Every morning, before the wood stove has raised the temperature even above 50, he’s slicing up shirts and pants and sweaters, standing at the table with a razor sharp cutter and a determined look. All around him are the garbage bags he’s hauled down from the attic, while the seams and zippers, cuffs and collars he’s discarded form a growing drift under his feet. He gets faster every day, stretching out an Oxford cloth shirt, deciding where to make the first cut, then zip —off comes first one, then the other sleeve. Then zip, zip, zip and the collar’s gone, the yoke’s discarded and he turns the remaining pieces into long, narrow strips of blue cotton cloth. He rolls the strips into a ball and tosses it into a box on the floor, and reaches for a pair of brown corduroy pants.

He talks about cloth a lot, telling me he sees character in it. This, he says, holding up a lambswool sweater, is soft and subtle, while the fabric in a pair of work pants is bold and crude. He calls me in to admire cushy velours and plush fleece, worn cotton flannel and thick wools. Cloth, the infinite variety of cloth, has grabbed him.

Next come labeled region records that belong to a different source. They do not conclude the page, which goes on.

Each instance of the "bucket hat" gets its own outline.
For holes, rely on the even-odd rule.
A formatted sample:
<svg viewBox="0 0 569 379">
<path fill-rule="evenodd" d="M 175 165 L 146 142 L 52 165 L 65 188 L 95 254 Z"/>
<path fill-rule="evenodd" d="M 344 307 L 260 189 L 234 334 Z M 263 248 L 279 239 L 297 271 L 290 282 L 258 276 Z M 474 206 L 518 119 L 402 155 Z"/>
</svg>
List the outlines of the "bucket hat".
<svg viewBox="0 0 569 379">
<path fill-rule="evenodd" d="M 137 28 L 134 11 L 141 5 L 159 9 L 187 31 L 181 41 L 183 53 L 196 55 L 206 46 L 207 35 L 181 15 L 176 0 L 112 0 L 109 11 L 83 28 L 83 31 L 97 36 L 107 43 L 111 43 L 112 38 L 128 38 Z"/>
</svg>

He picked up weaving quickly, though has managed to avoid learning to warp, a tedious day-long process only I can do. Hmmmm. Now every day he weaves one rug no matter what else he does. To my astonishment, he sits down at the loom and actually stays there until it’s done. That same rug would take me three days between stirring the soup, answering the phone, hanging a load of laundry. I tell him it’s biology, men being so focused at a task that they don’t notice the baby is drinking the dog water, while women can keep an eye on the kid, cook the dinner AND weave a rug. You can see where that conversation goes.

Staying at a job until it’s done is nothing new for him, but the hours at the loom have made a change in him neither of us could have predicted. His work life had been all about people – his students, their parents, school committees, administrators. Imagine the many decisions, the assessments a teacher makes every day, tuning into the nuances of a student’s difficulty with math, managing a roomful of adolescents, or reassuring an anxious parent. People jobs are all-consuming taking most of a person’s emotional if not intellectual energy just to get through the day.

Now, handling these hundreds of fabrics, laying colors side by side, watching a rug grow out of his own choices – it’s as if a new part of his brain has clicked on. Color swirls behind his eyes, even when he’s away from the loom. For a time it was all he talked about. Though he doesn’t wake me in the middle of the night anymore to ask if he should use a little yellow with the rug he’s planning for the next day, there’s no doubt he’s become preoccupied with decisions of a different sort. It’s his turn to be home now, and I think he’s getting the hang of it.